I’m really grateful that you’ve taken the time to think about this for me.
Your concerns are completely reasonable.
That said, I do have some ideas of my own regarding the two points you raised.
1. Given my objective, I may not need an extremely large dataset
It is true that if the goal were to identify a tiny number of elite horses from the entire population, an enormous amount of data would be necessary.
However, in Japan, horse racing is centrally managed by a national organization, the JRA, and the class system is very clearly defined. Specifically, the classes are:
Maiden
1-win class
2-win class
3-win class
Open class
My goal is not to pinpoint future Grade race winners within the Open class.
Rather, it would be sufficient to statistically demonstrate that as the model’s score increases, the proportion of horses reaching higher classes also increases.
For that kind of objective, I believe the required amount of data may not be as large as one might initially assume.
2. Japan has a substantial number of high-quality walk videos
In Japan, there is a well-developed system called hitokuchi banushi, where ownership of a racehorse is divided into 40 to 500 shares.
There are around 15 organizations that operate this kind of shared ownership system. Among them, Sunday Racing, Silk Horse Club, and Carrot Club are all closely connected to Northern Farm, and Shadai Thoroughbred Club is also operated by relatives of the same group. These clubs provide walk videos of their horses at the time of recruitment.
Because these clubs are run by closely related organizations, the videos are not perfectly standardized, but they are generally filmed from similar angles. Unfortunately, the camera distance is not always consistent.
Still, the number of videos is about 300 per year. If I collect data over 10 years, that would amount to around 3,000 horses, which I believe should be enough for the objective described in point 1.
Even better, these horses are provided with height data along with the videos. I expect that using this height data could help address the scale-difference problem to some extent.

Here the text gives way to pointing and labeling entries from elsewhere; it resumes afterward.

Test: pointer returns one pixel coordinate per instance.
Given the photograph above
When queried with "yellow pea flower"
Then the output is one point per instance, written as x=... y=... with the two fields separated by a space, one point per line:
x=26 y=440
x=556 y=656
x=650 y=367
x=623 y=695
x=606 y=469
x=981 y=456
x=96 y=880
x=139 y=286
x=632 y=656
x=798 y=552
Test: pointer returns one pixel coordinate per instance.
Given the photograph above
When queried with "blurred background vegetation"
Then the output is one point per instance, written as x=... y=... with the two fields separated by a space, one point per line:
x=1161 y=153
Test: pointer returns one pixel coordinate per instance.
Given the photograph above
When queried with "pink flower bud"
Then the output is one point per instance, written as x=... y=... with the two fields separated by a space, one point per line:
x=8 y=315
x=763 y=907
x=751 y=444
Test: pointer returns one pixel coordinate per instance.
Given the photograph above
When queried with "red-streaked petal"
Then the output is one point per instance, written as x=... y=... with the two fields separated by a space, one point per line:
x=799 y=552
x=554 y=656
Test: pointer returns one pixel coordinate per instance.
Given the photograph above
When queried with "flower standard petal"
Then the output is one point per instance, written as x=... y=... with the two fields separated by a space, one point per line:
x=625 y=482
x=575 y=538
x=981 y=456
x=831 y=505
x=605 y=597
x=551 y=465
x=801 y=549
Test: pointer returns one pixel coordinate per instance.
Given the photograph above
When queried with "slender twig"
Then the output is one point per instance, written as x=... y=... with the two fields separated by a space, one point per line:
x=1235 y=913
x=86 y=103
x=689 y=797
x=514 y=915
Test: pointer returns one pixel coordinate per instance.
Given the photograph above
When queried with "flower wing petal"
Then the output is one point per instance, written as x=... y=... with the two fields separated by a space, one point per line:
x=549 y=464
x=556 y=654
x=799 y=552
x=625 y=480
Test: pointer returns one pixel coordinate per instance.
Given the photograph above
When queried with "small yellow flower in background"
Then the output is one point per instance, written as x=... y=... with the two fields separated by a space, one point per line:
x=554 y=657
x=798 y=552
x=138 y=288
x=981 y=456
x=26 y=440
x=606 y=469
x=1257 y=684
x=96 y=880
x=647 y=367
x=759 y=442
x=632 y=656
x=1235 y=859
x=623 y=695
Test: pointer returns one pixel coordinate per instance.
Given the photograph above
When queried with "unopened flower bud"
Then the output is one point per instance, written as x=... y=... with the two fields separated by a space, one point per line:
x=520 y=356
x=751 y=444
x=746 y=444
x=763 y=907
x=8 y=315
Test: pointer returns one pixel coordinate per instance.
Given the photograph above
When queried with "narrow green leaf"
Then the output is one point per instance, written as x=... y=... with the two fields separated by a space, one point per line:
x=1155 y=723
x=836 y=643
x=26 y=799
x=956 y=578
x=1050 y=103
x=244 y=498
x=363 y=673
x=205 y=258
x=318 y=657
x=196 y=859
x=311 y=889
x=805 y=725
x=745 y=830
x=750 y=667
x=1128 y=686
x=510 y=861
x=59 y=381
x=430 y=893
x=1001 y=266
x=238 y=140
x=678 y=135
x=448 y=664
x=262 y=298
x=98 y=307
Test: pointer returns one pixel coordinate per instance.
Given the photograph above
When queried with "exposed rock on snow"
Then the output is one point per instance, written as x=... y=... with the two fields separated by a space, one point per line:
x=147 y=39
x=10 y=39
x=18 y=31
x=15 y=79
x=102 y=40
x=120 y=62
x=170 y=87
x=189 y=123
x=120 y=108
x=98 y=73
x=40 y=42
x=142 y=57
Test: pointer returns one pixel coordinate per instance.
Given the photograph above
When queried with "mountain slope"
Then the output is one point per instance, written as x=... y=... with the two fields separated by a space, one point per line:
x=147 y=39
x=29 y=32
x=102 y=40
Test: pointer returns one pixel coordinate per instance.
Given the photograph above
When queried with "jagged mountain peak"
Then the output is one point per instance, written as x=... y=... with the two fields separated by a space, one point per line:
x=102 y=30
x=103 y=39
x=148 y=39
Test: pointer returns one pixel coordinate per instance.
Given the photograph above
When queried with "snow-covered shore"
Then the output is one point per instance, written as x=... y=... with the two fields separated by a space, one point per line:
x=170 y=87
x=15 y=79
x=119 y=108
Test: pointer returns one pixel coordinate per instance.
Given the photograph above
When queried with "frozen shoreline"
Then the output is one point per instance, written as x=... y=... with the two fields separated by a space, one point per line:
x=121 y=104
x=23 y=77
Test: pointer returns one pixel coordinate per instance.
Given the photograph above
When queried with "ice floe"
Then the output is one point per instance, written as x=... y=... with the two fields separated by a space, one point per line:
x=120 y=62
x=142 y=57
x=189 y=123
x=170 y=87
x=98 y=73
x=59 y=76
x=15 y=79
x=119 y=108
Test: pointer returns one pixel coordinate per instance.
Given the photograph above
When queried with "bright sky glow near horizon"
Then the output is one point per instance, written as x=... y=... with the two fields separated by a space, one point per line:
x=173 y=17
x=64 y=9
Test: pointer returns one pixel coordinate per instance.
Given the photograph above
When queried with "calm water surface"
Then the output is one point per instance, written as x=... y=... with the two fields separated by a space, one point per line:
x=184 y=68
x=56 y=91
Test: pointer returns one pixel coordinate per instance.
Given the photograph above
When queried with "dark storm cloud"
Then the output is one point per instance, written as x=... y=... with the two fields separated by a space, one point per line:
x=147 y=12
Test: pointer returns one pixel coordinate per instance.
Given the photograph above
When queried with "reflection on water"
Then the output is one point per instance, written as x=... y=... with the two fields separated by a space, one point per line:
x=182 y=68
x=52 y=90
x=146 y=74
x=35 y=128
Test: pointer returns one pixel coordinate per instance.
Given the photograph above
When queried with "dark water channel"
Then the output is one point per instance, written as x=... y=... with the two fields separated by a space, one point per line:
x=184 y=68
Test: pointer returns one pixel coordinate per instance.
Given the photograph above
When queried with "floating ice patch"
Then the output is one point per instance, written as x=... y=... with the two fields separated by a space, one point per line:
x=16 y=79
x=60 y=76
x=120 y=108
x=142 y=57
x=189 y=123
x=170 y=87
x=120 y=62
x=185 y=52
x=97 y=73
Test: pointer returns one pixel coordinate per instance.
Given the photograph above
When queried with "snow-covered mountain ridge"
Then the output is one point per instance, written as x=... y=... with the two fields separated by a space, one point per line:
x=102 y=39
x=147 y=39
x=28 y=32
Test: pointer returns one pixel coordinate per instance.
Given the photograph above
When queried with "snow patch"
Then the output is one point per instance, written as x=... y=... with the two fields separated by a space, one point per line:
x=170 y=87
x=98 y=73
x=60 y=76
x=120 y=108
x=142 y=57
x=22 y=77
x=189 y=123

Not a problem. Glad to help
Also, if your goal is to separate the foals that turn out to be elite vs non-elite, two other concerns:
- You need a lot of data to run inference on to build a predictive model. The positive case (elite) is small (~3%) and you’re better off modeling as a binary outcome with even groups (elite vs really slow) and you need ~500 elite so there needs to be ~16,000 videos to choose from, and you use 1000 in your model (10 fold cross validation) otherwise you’re underpowered.
- in all these videos the distance from the camera to the horse is unknown so any measurements are not to scale. Even if you augment with monocular depth estimation like Depth Pro or Depth Anything V3 you still won’t get accurate ‘to scale’ measurements of the horses. This is a fatal flaw of using online videos as the size/body length of the horse has a direct correlation to stride length and cadence on the racetrack. The lack of knowledge of actual size with these videos is a large source of error in prediction.
Thank you so much.
There is nothing more valuable than receiving advice from someone who has already gone through this process.
I wasn’t sure how many videos I should use, what kinds of videos would be appropriate, or how many frames I should label for training, so your advice was extremely helpful.
My advice.
- get a representation of videos in different circumstances but make sure they are somewhat even in count. So get left to right walk video of 5 bay, 5 black, 5 chestnut and 5 grey foals (20 total) It will generalize better
- do the k-means image extraction across each of the 20 videos. 30 frames will be enough per video (600 frames total).
- label them consistently and then train for a decent amount of epochs.
- review the ones with large errors. You will usually find it’s where you’ve placed a marker incorrectly or the landmark isn’t clear anyway and should be removed. Retrain.
- even with this you’ll find that on all videos there is a sliding window where the landmarks are placed more accurately. The frames just before and just after the camera is perpendicular to the horse are usually best. You can usually get a full stride cycle of good data to use in downstream analysis.